4.7. The tendency to no longer protect only individual environmental factors but instead ecological equilibrium, i.e. the environment understood in its entirety, has not yet found mature legal expression. Protection techniques have, however, been refined and exceed a merely restrictive and sanction-imposing conception, as quality objectives and principles of co-responsibility in the protection of environmental resources have been introduced (in particular, this prospective is present in Decree no. 152 of 1999 on water pollution control, as well as in Decree no. 351 of August 4, 1999 on ambient air quality assessment and management and in Decree no. 372 of August 4, 1999 on integrated pollution prevention and control).

An important move in this direction can be seen from the initiatives taken by the Ministry of the Environment as well as by various studies that have been made, including at the time of formulation of the laws, by the National Environmental Protection Agency and by the regional environmental protection agencies: the first was created by means of Law no. 61 of 1994, and the latter by numerous regional laws during subsequent years.

4.8. On an administrative level, reform of the Public Administration as well as of administrative procedures favors greater direct access of citizens and industry to environmental information and allows the use of collaboration mechanisms between private industry and the Public Administration, in accordance with the orientation indicated in the Community's Fifth Action Program.

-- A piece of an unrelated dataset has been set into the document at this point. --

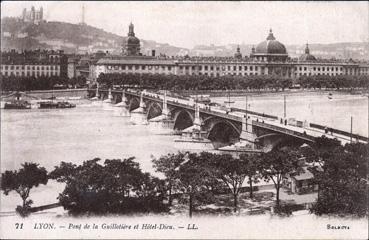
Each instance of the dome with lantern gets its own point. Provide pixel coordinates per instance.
(270, 50)
(307, 57)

The Fifth Action Program has only been partially implemented in some Italian laws: for example, Decree no. 22 of 1997 provides for programmatic agreements between private parties and public authorities regarding waste disposal, and there are forms of collaboration evidenced by voluntary agreements or program contracts regarding air pollution caused by motor vehicles. Community regulations regarding eco-labels and eco-audits have been implemented but are not yet commonly utilized (Regulation no. 880/92 regarding ecological quality marks was implemented by means of Legislative Decree no. 216 of July 6, 1993, converted into Law no. 294 of August 9, 1993; Regulation no. 1836/93 regarding the voluntary adherence of companies in the industrial sector to a Community eco-management and audit system (EMAS) was first implemented by art. 5 of Law no. 70 of January 25, 1994, and subsequently by Ministerial Decree no. 413 of August 2, 1995).

4.9. Other important laws were also promulgated during the 1990's: laws on energy savings (Laws no. 9 and 10 of 1991), hunting (Framework Law no. 157 of 1992 on fauna protection); numerous laws intended to implement international Conventions such as the law to safeguard stratospheric ozone (Law no. 549 of 1993); the Convention on climate change (Law no. 65 of 1994); the Convention on environmental impact assessments in a transborder context (Law no. 640 of 1994); the UN Convention of the Rights of the Sea of Montego Bay (Law no. 89 of 1994); the Geneva Convention limiting the use of certain conventional weapons harmful to the environment (Law no. 715 of 1994); the Paris Convention prohibiting the development, production, storage and use of chemical weapons (Law no. 496 of 1995); the Treaty of New York regarding a total nuclear test ban (Law no. 484 of 1998); the Convention of cooperation and common fight against hydrocarbon pollution (Law no. 464 of 1998); the Conventions on protection of the Mediterranean Sea (Laws no. 175 and no. 193 of 1999).